Portugal é um país eunuco que só vive de uma vida inferior para a vileza dos
interesses materiais e pra a intriga cobarde
E mais, e mais
tocante e revelador, na sequência do berbicacho concreto que foi o Ultimatum
inglês que nos marca a fogo a profunda crise da viragem do século: sob o
insulto imprevisto esta nação parece agora acordar. Mas o nosso maior inimigo
não é o inglês. Somos nós mesmos.
E em idêntico contexto
pode preferir-se a Antero um outro, António Nobre:
Nada me importa, país.
Seja
meu amo o Carlos ou o Zé da Teresa… amigos
Que desgraça nascer em Portugal
Não havia país,
por atavicamente atrasado, dependente, paroquial e senhorial onde a crise
finissecular francesa do decadentismo encontrasse melhores imitadores.
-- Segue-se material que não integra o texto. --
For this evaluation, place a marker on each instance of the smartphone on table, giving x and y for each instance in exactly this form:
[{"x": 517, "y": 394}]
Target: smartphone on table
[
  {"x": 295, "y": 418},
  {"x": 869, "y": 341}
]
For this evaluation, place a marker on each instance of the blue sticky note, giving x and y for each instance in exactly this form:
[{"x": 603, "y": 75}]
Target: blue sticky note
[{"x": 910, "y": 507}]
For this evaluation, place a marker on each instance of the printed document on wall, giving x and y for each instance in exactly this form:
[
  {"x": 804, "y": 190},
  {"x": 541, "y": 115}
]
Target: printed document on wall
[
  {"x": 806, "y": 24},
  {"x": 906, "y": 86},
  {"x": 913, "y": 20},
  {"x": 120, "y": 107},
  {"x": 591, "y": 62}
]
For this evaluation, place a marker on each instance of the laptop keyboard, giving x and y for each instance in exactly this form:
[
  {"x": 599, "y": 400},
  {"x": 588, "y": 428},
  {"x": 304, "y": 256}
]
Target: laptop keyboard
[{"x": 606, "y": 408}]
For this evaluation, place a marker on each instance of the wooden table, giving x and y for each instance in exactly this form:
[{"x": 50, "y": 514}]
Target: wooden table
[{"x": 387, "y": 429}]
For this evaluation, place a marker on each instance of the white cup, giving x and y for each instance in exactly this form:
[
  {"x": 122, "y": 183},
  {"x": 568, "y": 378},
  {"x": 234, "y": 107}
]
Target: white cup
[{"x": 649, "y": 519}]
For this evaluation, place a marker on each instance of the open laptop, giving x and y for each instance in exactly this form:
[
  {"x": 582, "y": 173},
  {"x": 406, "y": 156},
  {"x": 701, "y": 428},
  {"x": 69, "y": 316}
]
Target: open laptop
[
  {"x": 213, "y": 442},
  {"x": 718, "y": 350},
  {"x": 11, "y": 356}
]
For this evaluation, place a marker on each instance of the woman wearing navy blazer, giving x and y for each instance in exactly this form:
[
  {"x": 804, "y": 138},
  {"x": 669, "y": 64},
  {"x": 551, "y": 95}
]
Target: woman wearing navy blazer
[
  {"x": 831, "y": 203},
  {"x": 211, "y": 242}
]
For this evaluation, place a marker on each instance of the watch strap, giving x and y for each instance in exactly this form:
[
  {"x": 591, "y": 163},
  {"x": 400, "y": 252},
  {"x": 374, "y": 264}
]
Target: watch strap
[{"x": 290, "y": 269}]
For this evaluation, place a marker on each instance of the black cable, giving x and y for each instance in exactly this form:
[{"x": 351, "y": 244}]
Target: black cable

Em
Portugal, sim, estava para ser o fim do mundo.
A crise chega à
intelectualidade da chamada geração de 90. E chega através do dito romance de
Huysmans, A Rebours. Sempre imitativos, os intelectuais portugueses
adoptam a cartilha da nova escola literária acabadinha de chegar de Paris e
constituem-se em manifesto. Os Nefelibatas.
Eça estava então
cônsul em Paris, e é claro que as finas antenas dele apanham a mensagem. E até
nem destoava ele da reacção simbolista ao que avisadamente entendia como um
excesso de materialidade o que vinha na esteira da ortodoxa moda cientista. Mas
nem por isso ficou cliente dos decadentismos parisienses
É Antero que
propõe uma idealização do espiritualismo como trajecto a seguir, contra o que
chamou de gélido fatalismo soprado pela ciência ao coração dos homens.
Enquanto para outros equilibrados espíritos o optimismo dos próceres do novo
século científico só seria aceitável se fundamentado numa raiz metafísica.
O aristocrata
Eugénio de Castro não fazia concessões e é ele o arauto que inaugura nas nossas
letras a voga simbolista: julguei que se tinha levantado um obelisco místico
no meio da praça; e que o obelisco dava uma sombra azul; e que tinham acendido
um fogão no quarto húmido; e que tinham dado alta ao doente.
Ou o estimado
Raúl Brandão, na sequência das crises nacionais, muitas, dos anos 90 do século
XIX, escrevendo nas suas Memórias: a vida antiga tinha raízes, talvez a vida
futura as venha a ter. A nossa época é horrível, porque já não cremos – e não
cremos ainda. O passado desapareceu e do futuro nem alicerces existem. E aqui
estamos nós, sem tecto, entre ruínas, à espera.